One patient said: “My COPD six-month review has given me a very positive experience that gives me a chance to discuss any concerns that I have – together with the opportunity to arrange any follow-ups that may be beneficial. I also feel that I’m not on my own and have a medical team that cares.”

Patients were reviewed at six months and will be reviewed again at 12 months to further reduce the need for clinical appointments. Data from the reviews completed so far show that 100% of patients had the same or an improved number of exacerbations, 75% had the same or improved MRC Dyspnoea Scale score, and 44% had the same or improved CAT score.

What were the learning points?

The team acknowledges that it has been challenging to get the patients to engage and take part in the reviews, and three have not yet had their six-month review completed.

It is also often difficult to know how well engagement went once patients have been referred or signposted to third parties, but the team is now asking about this in the six-month reviews and looking to adopt this communication point into their normal practice.

Heather added: “The pilot has been well received by those who have engaged with the initial consultation.
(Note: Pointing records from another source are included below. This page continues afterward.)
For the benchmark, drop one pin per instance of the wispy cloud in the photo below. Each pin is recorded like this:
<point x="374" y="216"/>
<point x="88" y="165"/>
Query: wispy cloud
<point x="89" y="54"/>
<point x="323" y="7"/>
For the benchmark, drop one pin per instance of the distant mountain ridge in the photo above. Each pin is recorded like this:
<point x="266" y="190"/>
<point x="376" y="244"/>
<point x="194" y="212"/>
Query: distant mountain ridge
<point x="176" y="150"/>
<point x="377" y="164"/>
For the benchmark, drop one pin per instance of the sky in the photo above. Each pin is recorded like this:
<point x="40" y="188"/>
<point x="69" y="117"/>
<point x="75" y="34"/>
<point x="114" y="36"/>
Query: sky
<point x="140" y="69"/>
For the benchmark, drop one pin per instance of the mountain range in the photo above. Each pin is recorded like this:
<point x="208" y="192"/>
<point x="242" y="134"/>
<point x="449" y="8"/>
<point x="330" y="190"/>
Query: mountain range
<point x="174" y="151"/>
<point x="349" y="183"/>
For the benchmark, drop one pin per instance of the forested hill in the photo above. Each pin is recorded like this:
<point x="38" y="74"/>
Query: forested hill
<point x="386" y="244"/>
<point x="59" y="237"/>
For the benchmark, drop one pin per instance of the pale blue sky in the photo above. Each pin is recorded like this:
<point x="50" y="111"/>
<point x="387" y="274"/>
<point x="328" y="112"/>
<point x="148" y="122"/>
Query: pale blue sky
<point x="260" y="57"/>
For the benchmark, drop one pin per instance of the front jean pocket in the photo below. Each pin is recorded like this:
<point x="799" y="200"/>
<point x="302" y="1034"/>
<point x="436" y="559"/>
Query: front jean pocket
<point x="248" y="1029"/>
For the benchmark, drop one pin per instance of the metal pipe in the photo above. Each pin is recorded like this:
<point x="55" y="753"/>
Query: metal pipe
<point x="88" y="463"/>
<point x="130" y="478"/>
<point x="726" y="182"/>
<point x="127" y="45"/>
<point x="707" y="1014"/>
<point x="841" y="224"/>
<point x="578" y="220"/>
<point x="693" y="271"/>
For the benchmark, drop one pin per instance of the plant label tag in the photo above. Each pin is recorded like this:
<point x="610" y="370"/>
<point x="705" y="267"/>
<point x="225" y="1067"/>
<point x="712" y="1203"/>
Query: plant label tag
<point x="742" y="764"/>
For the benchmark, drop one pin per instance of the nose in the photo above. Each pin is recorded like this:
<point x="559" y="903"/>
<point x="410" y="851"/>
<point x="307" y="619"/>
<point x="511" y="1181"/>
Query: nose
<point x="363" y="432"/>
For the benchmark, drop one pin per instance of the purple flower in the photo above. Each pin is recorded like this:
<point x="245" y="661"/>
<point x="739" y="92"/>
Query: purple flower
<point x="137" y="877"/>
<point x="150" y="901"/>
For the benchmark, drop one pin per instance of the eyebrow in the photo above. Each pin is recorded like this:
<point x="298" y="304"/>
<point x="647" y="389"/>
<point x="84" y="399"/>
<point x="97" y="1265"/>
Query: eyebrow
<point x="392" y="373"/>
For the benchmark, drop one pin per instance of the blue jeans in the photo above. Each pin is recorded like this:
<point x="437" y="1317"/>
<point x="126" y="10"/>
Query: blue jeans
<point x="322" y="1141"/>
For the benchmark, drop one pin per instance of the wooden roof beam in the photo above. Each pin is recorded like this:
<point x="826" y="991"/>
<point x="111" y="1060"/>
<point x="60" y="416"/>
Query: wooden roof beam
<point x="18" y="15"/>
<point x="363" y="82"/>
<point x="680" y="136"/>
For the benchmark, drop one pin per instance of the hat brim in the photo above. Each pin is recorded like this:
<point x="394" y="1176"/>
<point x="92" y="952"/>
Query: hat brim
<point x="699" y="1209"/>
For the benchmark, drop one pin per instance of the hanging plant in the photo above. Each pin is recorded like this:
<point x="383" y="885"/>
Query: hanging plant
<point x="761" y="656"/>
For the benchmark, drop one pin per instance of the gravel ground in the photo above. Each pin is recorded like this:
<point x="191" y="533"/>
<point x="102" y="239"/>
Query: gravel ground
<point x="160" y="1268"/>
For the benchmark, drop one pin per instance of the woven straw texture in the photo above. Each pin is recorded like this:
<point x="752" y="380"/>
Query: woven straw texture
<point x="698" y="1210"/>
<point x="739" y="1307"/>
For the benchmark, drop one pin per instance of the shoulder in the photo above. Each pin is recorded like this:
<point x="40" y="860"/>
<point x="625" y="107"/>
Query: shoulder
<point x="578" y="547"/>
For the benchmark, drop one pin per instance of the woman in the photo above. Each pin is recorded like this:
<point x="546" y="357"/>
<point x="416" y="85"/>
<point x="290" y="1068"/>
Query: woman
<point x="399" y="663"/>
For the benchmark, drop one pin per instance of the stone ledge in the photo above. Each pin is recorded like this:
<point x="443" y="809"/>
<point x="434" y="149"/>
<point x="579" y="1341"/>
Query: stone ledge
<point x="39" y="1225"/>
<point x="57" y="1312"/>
The relationship between the health and wellbeing coach, social prescribing link worker and care coordinator provided a solid underpinning for patients on where and who were best to meet their disclosed social needs and referrals were made quickly.”

David Fitzsimons, Clinical Director, said: “The best part of this programme was working with different providers to design a new style of intervention. PCNs often struggle to consider how to best use their ARRS funding. However, I feel our intervention has shown how social prescribers and health coaches can assist with the QOF process and deliver a more personalised and effective model of care.”